Machine learning–integrated spatial decision framework for sustainable offshore wind and marine spatial planning: A Black Sea case study


Başeğmez M., Doğan A.

ENGINEERING APPLICATIONS OF ARTIFICIAL INTELLIGENCE, cilt.115424, ss.1-27, 2026 (SCI-Expanded, Scopus)

  • Yayın Türü: Makale / Tam Makale
  • Cilt numarası: 115424
  • Basım Tarihi: 2026
  • Doi Numarası: 10.1016/j.engappai.2026.115424
  • Dergi Adı: ENGINEERING APPLICATIONS OF ARTIFICIAL INTELLIGENCE
  • Derginin Tarandığı İndeksler: Applied Science & Technology Source, Academic Search Ultimate (EBSCO), Engineering Source (EBSCO), Scopus, Science Citation Index Expanded (SCI-EXPANDED), Compendex, INSPEC
  • Sayfa Sayıları: ss.1-27
  • Hacettepe Üniversitesi Adresli: Evet

Özet

A newly developed integrated Fuzzy Analytic Hierarchy Process (FAHP), Entropy Weight Method (EWM), Machine Learning (ML), and Half-Quadratic Programming (HQ Programming) framework within a Geographic Information System (GIS) environment was designed for offshore wind farm (OWF) site selection.
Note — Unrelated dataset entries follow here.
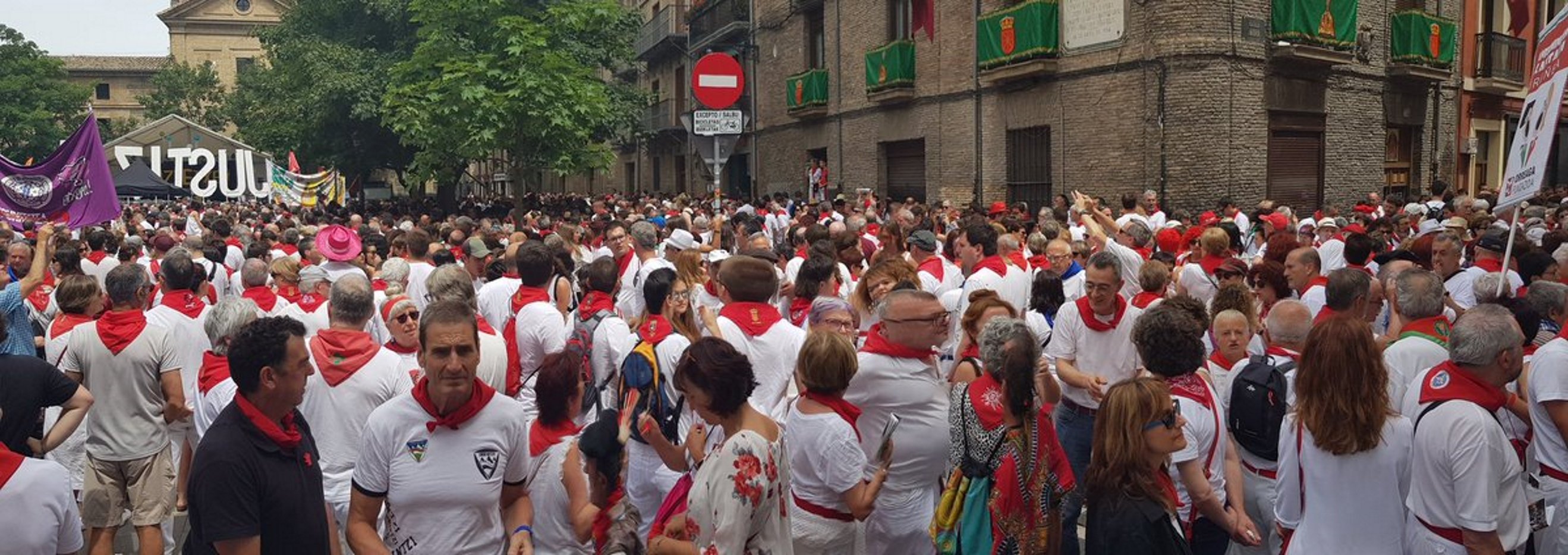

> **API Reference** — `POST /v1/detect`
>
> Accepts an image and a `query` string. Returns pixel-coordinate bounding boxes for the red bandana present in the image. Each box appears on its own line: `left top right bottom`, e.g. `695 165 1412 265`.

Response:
1421 360 1509 412
528 419 582 456
718 303 784 337
414 377 496 431
240 286 278 312
971 256 1007 278
160 289 207 320
789 296 812 326
1072 294 1128 331
577 291 615 321
196 351 229 395
1132 291 1165 309
637 313 676 345
861 321 931 360
799 390 861 441
921 254 947 282
234 395 309 451
97 309 147 355
49 312 93 337
310 329 379 387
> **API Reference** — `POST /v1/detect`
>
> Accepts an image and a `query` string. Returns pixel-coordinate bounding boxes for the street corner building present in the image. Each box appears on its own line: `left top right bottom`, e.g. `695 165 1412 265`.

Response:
622 0 1473 209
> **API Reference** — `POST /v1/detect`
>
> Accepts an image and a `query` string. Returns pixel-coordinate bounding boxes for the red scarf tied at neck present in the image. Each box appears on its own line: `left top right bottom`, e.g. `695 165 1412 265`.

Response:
97 309 147 355
1072 294 1128 331
414 377 496 431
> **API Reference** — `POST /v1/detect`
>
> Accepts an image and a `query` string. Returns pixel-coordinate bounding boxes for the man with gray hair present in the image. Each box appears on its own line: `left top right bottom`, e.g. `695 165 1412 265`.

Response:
300 274 411 530
1403 304 1524 555
59 264 191 555
1383 268 1449 409
191 296 260 446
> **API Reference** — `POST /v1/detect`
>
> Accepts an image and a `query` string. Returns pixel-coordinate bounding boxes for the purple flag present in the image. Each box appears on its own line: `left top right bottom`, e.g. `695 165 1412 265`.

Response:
0 113 119 229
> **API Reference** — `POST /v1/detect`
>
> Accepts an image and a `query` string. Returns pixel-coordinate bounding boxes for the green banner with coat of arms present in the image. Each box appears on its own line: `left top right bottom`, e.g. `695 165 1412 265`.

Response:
1273 0 1358 50
1389 10 1458 67
975 0 1062 69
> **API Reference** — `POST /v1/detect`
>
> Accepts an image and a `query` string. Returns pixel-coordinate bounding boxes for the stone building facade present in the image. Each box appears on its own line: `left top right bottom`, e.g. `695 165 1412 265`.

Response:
721 0 1463 215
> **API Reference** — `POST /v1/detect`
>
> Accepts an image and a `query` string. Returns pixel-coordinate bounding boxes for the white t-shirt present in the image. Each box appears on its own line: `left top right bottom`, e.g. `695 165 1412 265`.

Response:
354 394 528 555
784 403 880 513
0 458 83 555
718 316 806 422
300 346 414 503
1046 296 1143 409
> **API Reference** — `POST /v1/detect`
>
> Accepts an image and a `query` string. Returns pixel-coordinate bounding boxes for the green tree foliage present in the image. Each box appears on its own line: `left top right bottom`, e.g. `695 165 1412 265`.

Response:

This hybrid methodology was applied to the Samsun–Ordu–Giresun continental shelf along the southern Black Sea to identify technically feasible, environmentally compatible, and policy-relevant offshore wind development zones. The scientific problem addressed in this work is the limited ability of conventional GIS–multi-criteria decision-making (MCDM) approaches to reconcile uncertain expert judgments, objective spatial variability, and data-driven criterion relevance within a single transparent weighting structure. FAHP represented expert judgments under uncertainty, while EWM provided objective entropy-based weights derived from geospatial variability. Five supervised ML algorithms—Decision Tree, Extreme Gradient Boosting (XGBoost), Ridge Classifier, Multi-Layer Perceptron (MLP), and Support Vector Machines (SVM)—were implemented using Annual Energy Production (AEP) as the target variable to quantify the empirical importance of spatial criteria. HQ Programming merged FAHP, EWM, and ML-based weights into a unified balance between subjective and objective assessments. Wind resource parameters contributed ∼18% to total suitability, infrastructural factors 16%, oceanographic–geophysical conditions 28%, and environmental–navigational constraints 30%. GIS-based analysis identified the Atakum–Ünye–Gülyalı corridor as the most favorable development zone. The framework helps decision-makers prioritize offshore wind investment areas, reduce conflicts with navigation and protected zones, and support grid- and port-oriented marine spatial planning. This study provides a transferable basis for explainable, data-calibrated spatial decision-making in offshore renewable energy planning.